Scientists at Heriot-Watt University in Edinburgh have created an innovative 3D printing technique using near-infrared (NIR) light. Led by Dr Jose Marques-Hueso, the team developed a method that enables the printing of complex structures with multiple materials and colours.
Traditional 3D printers use a blue or UV laser to solidify a liquid resin and build objects layer by layer. However, integrating different materials has been a challenge.
The scientists at Heriot-Watt University used a NIR light source that can penetrate the resin vat to a depth of over 5cm without the need for layering.
This breakthrough opens up opportunities for industries relying on specialized parts, such as healthcare and electronics.
A unique 3d printing method
Dr Marques-Hueso explained the novelty of their method, stating that they utilize the NIR invisibility windows of materials to print at greater depths.
This means that a single material can be printed, and a second material can later be added anywhere within the 3D space.
The NIR laser can penetrate through the previous material,
making it appear transparent and allowing the addition of a different material inside.
The project also involved the development of engineered resins containing nanoparticles that exhibit optical upconversion. These nanoparticles absorb NIR photons and convert them into blue photons, solidifying the resin. The process is non-linear, allowing the NIR to penetrate deep into the material and solidify only the desired portions.
The pros of it: NIR laser
The new technique enables the printing of multiple materials with distinct properties in a single sample. For example, flexible elastomers and rigid acrylic can be combined, making them valuable for businesses like shoe production. The possibilities include printing objects inside cavities, repairing broken objects, and even bioprinting through the skin.

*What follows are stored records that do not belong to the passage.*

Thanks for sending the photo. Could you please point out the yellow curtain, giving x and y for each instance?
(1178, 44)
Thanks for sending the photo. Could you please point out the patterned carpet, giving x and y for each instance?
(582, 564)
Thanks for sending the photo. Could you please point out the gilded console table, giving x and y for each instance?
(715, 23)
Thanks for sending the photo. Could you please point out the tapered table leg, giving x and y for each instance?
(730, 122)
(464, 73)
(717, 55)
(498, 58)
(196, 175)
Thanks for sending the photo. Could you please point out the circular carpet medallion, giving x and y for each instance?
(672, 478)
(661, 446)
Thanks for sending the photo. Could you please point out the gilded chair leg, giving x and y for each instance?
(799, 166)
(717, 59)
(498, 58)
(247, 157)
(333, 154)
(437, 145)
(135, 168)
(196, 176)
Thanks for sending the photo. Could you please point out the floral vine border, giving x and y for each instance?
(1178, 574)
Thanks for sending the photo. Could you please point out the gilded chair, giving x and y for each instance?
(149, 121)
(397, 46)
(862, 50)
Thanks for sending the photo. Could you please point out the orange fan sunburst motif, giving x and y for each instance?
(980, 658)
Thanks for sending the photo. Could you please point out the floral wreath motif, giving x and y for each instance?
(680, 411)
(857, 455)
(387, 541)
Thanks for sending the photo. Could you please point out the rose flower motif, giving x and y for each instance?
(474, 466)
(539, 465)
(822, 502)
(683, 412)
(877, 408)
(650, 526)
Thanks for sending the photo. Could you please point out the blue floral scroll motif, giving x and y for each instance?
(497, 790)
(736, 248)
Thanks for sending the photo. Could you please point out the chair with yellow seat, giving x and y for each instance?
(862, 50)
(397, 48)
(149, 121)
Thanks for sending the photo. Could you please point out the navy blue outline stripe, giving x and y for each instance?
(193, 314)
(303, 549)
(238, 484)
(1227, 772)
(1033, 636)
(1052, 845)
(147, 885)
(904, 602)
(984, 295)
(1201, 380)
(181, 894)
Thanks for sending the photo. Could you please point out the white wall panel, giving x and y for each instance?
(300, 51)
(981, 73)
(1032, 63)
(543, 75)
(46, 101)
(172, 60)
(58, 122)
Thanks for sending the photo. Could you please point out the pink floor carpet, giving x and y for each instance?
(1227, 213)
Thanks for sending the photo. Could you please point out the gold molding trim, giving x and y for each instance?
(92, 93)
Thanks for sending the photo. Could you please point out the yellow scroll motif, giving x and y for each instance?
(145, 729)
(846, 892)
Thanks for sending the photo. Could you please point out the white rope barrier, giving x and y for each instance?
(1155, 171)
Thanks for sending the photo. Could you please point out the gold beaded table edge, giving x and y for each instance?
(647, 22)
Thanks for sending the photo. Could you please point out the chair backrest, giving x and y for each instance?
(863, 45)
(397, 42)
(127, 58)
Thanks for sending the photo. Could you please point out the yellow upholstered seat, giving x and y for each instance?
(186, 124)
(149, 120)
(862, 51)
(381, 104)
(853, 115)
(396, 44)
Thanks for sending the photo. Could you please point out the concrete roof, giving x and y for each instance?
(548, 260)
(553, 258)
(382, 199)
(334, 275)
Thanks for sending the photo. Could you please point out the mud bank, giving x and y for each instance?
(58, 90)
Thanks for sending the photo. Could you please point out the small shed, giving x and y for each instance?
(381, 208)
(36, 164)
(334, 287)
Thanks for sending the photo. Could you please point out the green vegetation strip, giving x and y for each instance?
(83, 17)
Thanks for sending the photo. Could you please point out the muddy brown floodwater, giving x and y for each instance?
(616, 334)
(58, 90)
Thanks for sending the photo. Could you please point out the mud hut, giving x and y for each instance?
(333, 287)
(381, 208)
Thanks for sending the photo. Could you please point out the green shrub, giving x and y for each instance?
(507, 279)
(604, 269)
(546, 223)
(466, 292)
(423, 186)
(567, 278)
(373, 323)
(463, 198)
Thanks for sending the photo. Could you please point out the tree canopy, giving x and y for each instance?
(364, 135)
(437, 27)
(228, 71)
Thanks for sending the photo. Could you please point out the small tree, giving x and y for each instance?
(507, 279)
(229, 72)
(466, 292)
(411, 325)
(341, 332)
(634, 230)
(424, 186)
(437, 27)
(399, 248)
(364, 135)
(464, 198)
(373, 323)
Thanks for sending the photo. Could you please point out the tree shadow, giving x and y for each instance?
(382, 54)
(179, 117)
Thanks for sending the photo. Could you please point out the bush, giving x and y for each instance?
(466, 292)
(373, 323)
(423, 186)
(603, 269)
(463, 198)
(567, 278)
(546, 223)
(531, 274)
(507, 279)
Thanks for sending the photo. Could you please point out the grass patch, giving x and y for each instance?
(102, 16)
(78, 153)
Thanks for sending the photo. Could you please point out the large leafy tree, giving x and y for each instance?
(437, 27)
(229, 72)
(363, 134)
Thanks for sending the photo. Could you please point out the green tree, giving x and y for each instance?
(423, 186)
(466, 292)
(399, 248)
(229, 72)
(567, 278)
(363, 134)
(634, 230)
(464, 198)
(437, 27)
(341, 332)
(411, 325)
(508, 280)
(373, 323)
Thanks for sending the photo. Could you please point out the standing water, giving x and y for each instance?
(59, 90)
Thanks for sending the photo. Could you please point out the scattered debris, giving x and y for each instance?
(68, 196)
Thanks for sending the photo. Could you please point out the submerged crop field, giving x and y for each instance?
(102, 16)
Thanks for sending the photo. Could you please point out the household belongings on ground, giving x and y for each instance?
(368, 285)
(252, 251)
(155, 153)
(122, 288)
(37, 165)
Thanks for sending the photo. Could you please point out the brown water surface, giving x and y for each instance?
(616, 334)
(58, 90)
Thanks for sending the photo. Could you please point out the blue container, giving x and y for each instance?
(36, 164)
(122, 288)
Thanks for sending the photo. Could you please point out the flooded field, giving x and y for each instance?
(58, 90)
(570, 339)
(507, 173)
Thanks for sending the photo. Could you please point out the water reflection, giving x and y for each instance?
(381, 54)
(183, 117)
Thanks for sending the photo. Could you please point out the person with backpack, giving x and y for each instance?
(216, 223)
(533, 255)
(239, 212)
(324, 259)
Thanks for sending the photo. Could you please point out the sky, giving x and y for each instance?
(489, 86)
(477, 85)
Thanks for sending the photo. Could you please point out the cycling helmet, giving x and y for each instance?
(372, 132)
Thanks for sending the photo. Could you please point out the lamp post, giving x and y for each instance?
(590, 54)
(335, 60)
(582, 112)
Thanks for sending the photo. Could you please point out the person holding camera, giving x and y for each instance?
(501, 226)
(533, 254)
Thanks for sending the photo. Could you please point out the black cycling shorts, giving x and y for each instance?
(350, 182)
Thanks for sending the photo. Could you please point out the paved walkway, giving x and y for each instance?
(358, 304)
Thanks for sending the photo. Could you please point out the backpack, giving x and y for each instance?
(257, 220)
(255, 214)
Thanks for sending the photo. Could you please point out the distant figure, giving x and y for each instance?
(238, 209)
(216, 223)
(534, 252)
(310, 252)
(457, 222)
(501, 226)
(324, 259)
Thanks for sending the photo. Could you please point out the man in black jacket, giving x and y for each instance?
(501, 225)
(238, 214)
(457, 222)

Another benefit of this technology is its affordable price. The entire mechanism, according to Dr Marques-Hueso, may be constructed for less than £400. Due to the particular materials used, this technique can use inexpensive lasers as opposed to other laser-based technologies that demand expensive ultrafast lasers.
The project received £280,000 in funding from the Engineering and Physical Sciences Research Council (EPSRC) and was titled “Multimaterial Stereolithography by Crosslinking through Luminescence Excitation.”
The team hopes to collaborate with businesses to further develop this promising technology.
The findings have been published in Applied Materials Today.